I hate straight people who can't listen to queer anger without saying "hey, all straight people aren't like that. I'm straight too, you know," as if their egos don't get enough stroking or protection in this arrogant, heterosexist world. Why must we take care of them, in the midst of our just anger brought on by their fucked up society?! Why add the reassurance of "Of course, I don't mean you. You don't act that way." Let them figure out for themselves whether they deserve to be included in our anger.
But of course that would mean listening to our anger, which they almost never do. They deflect it, by saying "I'm not like that" or "now look who's generalizing" or "You'll catch more flies with honey ... " or "If you focus on the negative you just give out more power" or "you're not the only one in the world who's suffering." They say "Don't yell at me, I'm on your side" or "I think you're overreacting" or "Boy, you're bitter."

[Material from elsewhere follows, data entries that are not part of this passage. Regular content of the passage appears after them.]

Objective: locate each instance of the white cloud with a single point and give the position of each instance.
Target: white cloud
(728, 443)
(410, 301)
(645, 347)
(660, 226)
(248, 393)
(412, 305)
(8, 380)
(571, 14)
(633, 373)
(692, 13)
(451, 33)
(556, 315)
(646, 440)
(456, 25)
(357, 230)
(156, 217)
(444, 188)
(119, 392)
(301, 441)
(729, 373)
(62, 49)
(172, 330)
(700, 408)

They've taught us that good queers don't get mad. They've taught us so well that we not only hide our anger from them, we hide it from each other. We even hide it from ourselves. We hide it with substance abuse and suicide and overachieving in the hope of proving our worth. They bash us and stab us and shoot us and bomb us in ever increasing numbers and still we freak out when angry queers carry banners or signs that say Bash Back. For the last decade they let us die in droves and still we thank President Bush for planting a fucking tree, applaud him for likening PWAs to car accident victims who refuse to wear seatbelts. Let yourself be angry. Let yourself be angry that the price for visibility is the constant threat of violence, anti-queer violence to which practically every segment of this society contributes. Let yourself feel angry that there is no place in this country where we are safe, no place where we are not targeted for hatred and attack, the self-hatred, the suicide - of the closet. The next time some straight person comes down on you for being angry, tell them that until things change, you don't need any more evidence that the world turns at your expense. You don't need to see only hetero couple grocery shopping on your TV ... You don't want any more baby pictures shoved in your face until you can have or keep your own. No more weddings, showers, anniversaries, please, unless they are our own brothers and sisters celebrating. And tell them not to dismiss you by saying "You have rights," "You have privileges," "You are overreacting," or "You have a victim's mentality." Tell them "Go away from me, until you change." Go away and try on a world without the brave, strong queers that are its backbone, that are its guts and brains and souls. Go tell them go away until they have spent a month walking hand in hand in public with someone of the same sex. After they survive that, then you'll hear what they have to say about queer anger. Otherwise, tell them to shut up and listen.